In another example, part of the ordered part is given, and it is required to get A x B in terms of the given ordered pair, three subsets. Suppose A and B are two sets. The AxB consists of 6 elements, meaning that one of the sets is of 3 elements, while the other is of 2. Since 2×3=6.

Given only three elements of the product of AxB, it is required to get the full elements of AxB and AxA. From the given elements, we call these elements (a1,b1),(a2,b2), and (a3,b3).

The first three terms are a’s terms, so the set A can be written as A={2,3,4}. Then the b should be of two elements only, since AxB=6, these elements can be written as B={5,7}, b can not be three elements, 7 is repeated. AxB ={(2,5)(2,7), (3,5)(3,7), (4,3),(4,7) }, each ordered pair is different from the other pairs.

For the AxA={(2,2)(2,3), 2,4), (3,2)(3,3),( 3,4),(4,2)(4,3),( 4,4) }.

Again, the use of a table facilitates the estimation of the cross product of AxB.

Use of a table to facilitate the estimation of the cross product of AxA.

What are the N-Tuples?

N-tuples, when we have three coordinates x,y,z. We want to show a point in space, so we need three coordinates.

For the point in space, with the coordinate(a1,a2,a3), will follow the order in which we start with a1 in the x-axis direction, then the distance used is a2 in the direction of y, and finally a3 in the z-direction.3 tuples. A vector can represent this from the origin, pointing to the point.
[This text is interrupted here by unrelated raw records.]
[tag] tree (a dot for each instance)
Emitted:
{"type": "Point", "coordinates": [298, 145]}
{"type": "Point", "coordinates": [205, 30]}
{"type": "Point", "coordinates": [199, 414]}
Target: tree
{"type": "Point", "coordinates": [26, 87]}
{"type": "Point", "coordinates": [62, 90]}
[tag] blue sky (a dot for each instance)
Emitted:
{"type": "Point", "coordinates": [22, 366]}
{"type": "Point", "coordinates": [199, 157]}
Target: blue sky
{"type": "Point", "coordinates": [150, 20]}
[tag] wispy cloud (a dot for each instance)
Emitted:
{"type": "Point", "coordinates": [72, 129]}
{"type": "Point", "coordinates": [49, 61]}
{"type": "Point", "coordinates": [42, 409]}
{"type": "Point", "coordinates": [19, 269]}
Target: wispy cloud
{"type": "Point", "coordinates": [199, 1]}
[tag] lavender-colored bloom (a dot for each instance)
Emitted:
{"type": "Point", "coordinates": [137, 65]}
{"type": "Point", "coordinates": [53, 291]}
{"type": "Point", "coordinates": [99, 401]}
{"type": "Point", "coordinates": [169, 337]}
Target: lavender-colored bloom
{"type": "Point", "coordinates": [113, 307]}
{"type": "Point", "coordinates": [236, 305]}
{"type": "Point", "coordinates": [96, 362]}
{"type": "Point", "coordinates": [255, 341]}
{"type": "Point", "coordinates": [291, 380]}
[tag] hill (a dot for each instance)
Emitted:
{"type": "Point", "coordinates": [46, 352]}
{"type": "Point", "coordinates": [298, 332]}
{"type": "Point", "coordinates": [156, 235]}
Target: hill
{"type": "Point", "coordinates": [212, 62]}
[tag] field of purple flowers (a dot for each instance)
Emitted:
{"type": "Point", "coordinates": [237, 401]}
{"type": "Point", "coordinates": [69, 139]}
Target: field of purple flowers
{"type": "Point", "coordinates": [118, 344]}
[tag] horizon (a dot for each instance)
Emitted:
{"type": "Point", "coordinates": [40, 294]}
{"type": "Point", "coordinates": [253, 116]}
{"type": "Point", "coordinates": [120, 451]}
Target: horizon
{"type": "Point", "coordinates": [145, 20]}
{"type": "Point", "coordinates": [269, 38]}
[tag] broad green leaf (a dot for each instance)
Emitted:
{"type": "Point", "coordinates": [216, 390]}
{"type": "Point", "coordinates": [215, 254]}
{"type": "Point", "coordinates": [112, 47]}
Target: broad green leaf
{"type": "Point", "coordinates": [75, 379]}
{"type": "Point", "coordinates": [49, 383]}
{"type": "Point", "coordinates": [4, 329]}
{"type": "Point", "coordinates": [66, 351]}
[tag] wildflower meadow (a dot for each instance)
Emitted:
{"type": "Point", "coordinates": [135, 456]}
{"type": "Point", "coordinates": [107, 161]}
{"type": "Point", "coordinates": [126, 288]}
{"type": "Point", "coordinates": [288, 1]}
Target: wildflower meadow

R3 is a linear algebra subject. Rn is in the n space. R3 is the set of all ordered triples of real numbers. R1 is a vector in the x-direction that can be also defined as the set of all real numbers in the 1-space.
R2 is a vector in the 2-space (x&y), written as a square of R.
The definition of it is the set of all ordered pairs, the definition is a bit different from the first definition of R1, which is a set of all real numbers.

R2 could be positive or negative numbers, and plenty of choices can represent it. The vector will be in the (x,y) direction. R3 is shown in the next slide. A new term, R4, is presented.

The next image shows a definition of vectors in Rn quoted from Prof. Ron Larson’s handbook.

Definition of Vector space.

The definition of R4 is a set of all ordered quadruples of real numbers. Numbers, the point in R4 can be written as (a1, a2, a3, a4).

For Rn or vector in space, the point can be represented by (a1,a2,a3,….., an), called an n-tuple. For the quadruples R4, the number of operations that can be performed in 10 operations, as we are going to see from the book of elementary linear algebra.

The first operation is closure under addition, the second operation is the commutative property u+v=v+u, and the third is u(v+w)=u+(v+w), U+Ø=U, additive identity. U+(-U)=0, additive inverse.

Cu is in V, where c is a constant. C(u+v)=Cu+Cv, as distributive property. (C+d)U=cu+du. Distributive property, C(du)=Cdu.1*(u)=u. These are the operations.

Solved problem in R4.

Our example for R4.The details of the points are given, and we will make the operation U+v+w, which will give (0,4,6,2).

The previous post illustrates the –Universal set Subsets of sets.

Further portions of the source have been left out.